As a senior, I know I am vulnerable to folks who pray on people my age. So cruel because as we age, we are more susceptible to their scams, which have become increasingly sophisticated. But I never comprehended how easy it was to steal people’s most private information and use it to threaten and harass them until it happened to my daughter’s family.
Last week, a woman rang her doorbell. My son-in-law, who is extremely friendly and caring, opened the door
and asked “May I help you?” The woman who came to their home said, “I’m having a hard time breathing the air around here because of your inter-racial marriage.” She then left him a hateful voice mail (no idea how she got her phone number) and added an anti-Semitic diatribe against my daughter.

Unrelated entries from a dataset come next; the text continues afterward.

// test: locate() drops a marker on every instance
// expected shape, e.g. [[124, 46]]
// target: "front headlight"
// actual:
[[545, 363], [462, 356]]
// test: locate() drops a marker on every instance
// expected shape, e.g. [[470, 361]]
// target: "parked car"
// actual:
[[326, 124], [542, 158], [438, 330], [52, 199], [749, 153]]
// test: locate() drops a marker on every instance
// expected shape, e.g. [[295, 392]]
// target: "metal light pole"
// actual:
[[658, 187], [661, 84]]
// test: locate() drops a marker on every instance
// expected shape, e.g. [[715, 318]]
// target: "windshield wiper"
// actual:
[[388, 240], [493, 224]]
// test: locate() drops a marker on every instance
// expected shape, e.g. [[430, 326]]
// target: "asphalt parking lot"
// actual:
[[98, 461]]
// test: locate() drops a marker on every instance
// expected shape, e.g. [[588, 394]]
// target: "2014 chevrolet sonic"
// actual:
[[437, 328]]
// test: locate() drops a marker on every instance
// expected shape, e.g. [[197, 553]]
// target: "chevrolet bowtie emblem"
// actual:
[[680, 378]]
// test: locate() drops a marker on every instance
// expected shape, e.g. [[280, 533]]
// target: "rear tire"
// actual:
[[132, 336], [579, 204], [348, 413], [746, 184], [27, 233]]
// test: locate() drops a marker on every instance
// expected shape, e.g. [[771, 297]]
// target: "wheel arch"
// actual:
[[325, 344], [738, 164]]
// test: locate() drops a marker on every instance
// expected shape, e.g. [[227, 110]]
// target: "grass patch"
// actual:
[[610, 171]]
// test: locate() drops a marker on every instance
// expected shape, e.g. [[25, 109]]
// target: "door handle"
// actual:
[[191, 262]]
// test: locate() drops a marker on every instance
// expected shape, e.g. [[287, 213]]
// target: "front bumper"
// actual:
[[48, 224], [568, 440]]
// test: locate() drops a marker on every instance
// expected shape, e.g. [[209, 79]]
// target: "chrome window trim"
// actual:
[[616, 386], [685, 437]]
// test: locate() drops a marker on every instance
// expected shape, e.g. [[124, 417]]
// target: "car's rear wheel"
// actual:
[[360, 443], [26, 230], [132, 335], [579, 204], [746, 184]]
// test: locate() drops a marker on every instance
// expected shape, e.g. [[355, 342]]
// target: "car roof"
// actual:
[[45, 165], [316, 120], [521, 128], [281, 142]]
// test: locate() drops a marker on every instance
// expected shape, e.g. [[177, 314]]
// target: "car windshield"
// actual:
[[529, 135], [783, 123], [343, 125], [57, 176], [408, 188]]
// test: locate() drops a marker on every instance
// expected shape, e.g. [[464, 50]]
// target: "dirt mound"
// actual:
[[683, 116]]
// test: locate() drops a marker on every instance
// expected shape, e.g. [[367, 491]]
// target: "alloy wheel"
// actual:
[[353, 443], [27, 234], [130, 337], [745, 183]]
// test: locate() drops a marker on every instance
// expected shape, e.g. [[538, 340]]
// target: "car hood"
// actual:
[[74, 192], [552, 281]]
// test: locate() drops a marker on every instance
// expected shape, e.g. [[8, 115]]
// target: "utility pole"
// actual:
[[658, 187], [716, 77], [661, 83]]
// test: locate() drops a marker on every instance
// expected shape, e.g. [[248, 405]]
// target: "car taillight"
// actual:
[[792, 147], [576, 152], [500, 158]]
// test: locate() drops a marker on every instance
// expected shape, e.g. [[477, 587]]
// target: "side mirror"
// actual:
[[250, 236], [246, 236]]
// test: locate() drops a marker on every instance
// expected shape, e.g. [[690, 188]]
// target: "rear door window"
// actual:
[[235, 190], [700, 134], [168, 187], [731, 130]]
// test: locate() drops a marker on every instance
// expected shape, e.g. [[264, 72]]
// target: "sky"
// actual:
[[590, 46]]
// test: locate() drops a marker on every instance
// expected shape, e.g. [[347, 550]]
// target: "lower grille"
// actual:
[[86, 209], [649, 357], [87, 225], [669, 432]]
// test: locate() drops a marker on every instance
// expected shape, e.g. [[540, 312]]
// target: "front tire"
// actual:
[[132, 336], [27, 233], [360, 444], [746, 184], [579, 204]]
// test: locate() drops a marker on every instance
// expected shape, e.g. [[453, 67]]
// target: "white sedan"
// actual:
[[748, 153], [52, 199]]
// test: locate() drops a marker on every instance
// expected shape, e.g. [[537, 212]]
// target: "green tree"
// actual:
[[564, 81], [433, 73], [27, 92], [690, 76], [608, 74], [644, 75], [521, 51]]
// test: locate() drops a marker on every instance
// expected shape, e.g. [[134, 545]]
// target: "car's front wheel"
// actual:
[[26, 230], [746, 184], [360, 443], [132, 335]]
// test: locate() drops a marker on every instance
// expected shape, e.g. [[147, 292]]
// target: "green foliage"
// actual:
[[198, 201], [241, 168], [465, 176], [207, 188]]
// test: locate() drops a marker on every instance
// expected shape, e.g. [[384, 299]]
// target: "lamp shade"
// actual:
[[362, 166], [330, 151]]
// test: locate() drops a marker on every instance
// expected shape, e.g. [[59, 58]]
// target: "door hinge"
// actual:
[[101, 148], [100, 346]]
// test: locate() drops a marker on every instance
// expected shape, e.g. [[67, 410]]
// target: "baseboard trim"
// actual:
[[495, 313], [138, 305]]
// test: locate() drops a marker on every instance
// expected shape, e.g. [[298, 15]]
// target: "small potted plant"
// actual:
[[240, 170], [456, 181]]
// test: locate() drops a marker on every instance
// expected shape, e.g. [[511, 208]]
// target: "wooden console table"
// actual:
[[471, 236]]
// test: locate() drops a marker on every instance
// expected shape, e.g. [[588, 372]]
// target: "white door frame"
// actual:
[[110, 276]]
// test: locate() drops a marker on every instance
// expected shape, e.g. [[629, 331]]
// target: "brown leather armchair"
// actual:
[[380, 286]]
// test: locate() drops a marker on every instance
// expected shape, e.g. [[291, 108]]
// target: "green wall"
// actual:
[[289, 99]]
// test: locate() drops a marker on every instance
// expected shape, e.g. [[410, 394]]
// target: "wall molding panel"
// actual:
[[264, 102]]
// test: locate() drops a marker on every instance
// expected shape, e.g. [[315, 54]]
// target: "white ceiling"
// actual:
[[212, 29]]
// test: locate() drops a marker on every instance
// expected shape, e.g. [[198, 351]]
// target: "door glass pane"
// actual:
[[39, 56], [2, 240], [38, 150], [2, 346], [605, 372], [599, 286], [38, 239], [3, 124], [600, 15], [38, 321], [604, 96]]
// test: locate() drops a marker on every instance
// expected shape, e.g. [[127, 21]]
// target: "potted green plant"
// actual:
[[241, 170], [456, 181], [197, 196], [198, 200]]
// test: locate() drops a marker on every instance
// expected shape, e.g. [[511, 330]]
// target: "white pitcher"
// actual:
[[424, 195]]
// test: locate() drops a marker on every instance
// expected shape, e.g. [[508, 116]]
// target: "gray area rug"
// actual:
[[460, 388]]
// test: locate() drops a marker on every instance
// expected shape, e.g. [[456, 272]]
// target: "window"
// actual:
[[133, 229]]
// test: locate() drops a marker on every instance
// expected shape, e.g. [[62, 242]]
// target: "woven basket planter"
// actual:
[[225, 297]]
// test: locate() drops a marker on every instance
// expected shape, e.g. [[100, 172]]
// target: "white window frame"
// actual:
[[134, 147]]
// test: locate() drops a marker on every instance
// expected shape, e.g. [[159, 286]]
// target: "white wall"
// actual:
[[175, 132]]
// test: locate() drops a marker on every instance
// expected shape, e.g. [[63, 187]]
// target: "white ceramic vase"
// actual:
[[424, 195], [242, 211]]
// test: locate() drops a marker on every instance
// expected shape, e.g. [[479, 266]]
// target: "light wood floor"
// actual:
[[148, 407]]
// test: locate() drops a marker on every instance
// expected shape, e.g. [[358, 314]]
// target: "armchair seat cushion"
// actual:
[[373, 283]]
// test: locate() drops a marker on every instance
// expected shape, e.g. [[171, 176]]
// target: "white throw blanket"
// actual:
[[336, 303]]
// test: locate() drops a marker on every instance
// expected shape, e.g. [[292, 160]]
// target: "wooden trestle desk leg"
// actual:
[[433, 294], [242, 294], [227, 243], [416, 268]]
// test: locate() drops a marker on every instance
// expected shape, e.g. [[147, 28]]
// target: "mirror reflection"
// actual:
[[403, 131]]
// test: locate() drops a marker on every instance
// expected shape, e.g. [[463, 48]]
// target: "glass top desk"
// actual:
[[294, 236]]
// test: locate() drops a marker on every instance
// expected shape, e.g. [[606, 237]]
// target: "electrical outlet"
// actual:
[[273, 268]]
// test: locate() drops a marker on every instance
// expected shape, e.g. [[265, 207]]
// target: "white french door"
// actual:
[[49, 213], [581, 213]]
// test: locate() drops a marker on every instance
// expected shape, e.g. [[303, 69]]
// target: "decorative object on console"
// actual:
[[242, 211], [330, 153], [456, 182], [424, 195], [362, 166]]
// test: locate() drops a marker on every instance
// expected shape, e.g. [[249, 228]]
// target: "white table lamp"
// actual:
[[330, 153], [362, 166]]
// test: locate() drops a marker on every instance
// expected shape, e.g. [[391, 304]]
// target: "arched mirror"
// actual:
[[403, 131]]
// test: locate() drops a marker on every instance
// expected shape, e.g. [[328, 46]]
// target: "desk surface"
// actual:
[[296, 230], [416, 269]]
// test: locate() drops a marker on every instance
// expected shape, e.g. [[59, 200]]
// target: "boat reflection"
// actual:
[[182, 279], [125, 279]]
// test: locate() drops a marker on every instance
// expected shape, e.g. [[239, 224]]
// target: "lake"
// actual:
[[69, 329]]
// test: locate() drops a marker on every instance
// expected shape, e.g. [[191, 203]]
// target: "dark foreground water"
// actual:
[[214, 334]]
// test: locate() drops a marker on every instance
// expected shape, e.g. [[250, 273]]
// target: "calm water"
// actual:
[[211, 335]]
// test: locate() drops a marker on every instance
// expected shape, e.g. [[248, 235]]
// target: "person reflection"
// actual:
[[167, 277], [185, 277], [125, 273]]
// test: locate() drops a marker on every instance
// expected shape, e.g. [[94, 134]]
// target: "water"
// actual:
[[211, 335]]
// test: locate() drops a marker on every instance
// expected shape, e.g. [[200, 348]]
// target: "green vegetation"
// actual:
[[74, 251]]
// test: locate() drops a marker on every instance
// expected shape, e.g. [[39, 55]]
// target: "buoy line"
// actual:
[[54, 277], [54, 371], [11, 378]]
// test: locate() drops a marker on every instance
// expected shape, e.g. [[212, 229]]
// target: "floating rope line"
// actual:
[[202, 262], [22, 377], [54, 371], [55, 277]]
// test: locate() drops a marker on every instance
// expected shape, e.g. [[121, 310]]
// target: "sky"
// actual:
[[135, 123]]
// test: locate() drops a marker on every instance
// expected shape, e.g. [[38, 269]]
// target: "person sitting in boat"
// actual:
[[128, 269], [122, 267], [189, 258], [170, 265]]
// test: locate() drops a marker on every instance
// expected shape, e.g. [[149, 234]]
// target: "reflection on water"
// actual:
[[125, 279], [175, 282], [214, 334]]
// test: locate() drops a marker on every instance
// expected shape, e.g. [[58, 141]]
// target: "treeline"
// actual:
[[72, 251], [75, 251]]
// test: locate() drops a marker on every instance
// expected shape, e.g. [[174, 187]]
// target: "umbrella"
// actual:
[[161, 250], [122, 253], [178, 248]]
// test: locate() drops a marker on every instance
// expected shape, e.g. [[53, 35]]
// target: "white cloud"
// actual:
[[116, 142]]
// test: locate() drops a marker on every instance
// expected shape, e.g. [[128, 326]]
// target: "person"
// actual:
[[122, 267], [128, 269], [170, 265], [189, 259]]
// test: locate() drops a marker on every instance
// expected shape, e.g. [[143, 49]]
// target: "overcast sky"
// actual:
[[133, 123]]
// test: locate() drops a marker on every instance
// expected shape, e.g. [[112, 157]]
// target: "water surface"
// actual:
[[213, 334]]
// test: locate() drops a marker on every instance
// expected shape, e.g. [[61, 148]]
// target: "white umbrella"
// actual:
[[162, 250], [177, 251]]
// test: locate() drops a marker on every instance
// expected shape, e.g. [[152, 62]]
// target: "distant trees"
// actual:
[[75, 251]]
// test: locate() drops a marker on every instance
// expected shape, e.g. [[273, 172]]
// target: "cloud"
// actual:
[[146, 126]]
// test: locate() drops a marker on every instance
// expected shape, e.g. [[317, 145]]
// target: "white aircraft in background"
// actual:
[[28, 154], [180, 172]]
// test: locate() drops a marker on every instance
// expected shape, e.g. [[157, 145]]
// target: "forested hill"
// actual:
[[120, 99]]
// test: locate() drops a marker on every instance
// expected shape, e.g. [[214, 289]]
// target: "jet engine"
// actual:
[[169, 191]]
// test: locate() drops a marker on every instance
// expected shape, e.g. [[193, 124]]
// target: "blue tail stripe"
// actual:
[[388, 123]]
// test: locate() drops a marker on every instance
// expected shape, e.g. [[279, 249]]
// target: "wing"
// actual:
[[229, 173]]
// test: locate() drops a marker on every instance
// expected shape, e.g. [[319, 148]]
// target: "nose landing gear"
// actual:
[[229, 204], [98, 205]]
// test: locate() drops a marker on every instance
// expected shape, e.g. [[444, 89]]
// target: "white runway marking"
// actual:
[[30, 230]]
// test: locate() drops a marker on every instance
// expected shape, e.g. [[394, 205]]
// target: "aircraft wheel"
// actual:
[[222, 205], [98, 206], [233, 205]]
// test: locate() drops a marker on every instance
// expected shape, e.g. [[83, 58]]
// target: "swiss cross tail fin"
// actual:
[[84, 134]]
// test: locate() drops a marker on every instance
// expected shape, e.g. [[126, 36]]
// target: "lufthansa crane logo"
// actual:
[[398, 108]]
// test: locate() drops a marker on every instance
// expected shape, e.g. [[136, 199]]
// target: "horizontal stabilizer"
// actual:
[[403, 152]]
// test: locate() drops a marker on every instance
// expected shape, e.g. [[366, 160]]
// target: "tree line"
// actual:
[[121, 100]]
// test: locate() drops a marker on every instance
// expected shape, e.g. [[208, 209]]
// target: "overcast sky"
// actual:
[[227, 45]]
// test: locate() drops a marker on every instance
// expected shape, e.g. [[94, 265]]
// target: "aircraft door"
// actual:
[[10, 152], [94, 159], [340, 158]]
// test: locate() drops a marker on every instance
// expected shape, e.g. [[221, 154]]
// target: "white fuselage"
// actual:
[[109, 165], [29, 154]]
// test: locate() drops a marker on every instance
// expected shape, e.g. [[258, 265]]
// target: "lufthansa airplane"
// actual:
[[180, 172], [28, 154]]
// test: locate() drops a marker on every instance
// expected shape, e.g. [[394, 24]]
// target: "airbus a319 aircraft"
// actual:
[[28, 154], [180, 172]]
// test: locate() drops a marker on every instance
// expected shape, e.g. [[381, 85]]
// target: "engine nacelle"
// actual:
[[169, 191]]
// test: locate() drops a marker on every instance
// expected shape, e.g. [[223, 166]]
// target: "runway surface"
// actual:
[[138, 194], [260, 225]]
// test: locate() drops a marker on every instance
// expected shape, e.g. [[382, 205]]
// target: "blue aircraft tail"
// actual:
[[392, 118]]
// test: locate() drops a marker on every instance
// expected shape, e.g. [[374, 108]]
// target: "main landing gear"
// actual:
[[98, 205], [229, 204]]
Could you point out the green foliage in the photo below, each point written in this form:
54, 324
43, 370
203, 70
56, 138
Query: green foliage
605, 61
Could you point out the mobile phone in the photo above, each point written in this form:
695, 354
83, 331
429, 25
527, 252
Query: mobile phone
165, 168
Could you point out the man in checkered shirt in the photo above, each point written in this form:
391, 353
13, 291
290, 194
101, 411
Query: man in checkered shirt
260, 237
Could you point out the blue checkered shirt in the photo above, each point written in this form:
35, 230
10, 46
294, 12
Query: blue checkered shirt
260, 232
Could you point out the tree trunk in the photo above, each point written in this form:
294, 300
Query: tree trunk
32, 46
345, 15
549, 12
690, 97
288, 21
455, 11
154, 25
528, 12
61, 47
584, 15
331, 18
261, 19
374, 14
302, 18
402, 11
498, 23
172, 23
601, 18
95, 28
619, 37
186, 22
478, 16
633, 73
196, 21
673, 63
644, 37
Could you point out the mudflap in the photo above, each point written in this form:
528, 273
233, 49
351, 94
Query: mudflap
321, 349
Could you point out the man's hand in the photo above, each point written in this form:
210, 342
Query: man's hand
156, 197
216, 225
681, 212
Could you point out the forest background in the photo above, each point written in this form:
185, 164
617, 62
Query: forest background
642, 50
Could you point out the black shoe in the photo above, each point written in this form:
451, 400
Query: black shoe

How could this happen? How could a hateful, probably mentally disturbed stranger know their address and phone numbers as well as the fact that theirs is an inter-racial marriage? Of course, they called the police who took their report and have not been heard from since. No harm, no foul? But if my daughter could figure out what happened, including the woman’s supposed name and phone number, why wouldn’t the police follow up? In her online googling, using the woman’s phone number, my daughter discovered that she had done this to many other people. Don’t ask me to explain how my daughter figured this out. Her explanation about how easy it is to do this type of sleuthing left me dazed and confused, as well as fearful about how much of our lives are not remotely private.
The gist of it is that my daughter has both a website for her home practice as a child psychologist and a website listing for her job as a professor at Northwestern University. Her last name is a combination of her birth name and her husband’s last name. Both clearly identify her as someone Jewish married to someone Asian. The address of her home office is on her website. So that needs to be changed. They had to buy a security light for their porch. No more opening the door to strangers. Now they can see who’s there.
I can’t believe how naïve I was about how safe our private information is in this era of Trump. DOGE broke into government databases and someone, somewhere has every shred of data about me and my family. And then there are the everyday threats of living through Trump’s second term. The grants my son depends on as chair of the Department of Environmental Health at Boston University have disappeared. My granddaughter who depends on Medicaid for her care is threatened. ICE is snatching supposed immigrants off the streets and college campuses, from court immigration hearings, and any place they suspect they may gather. Our colleges are under siege.
Soon, I will to go to Fountain Square in Evanston on June 14 to protest. Will someone be watching me? I hope so.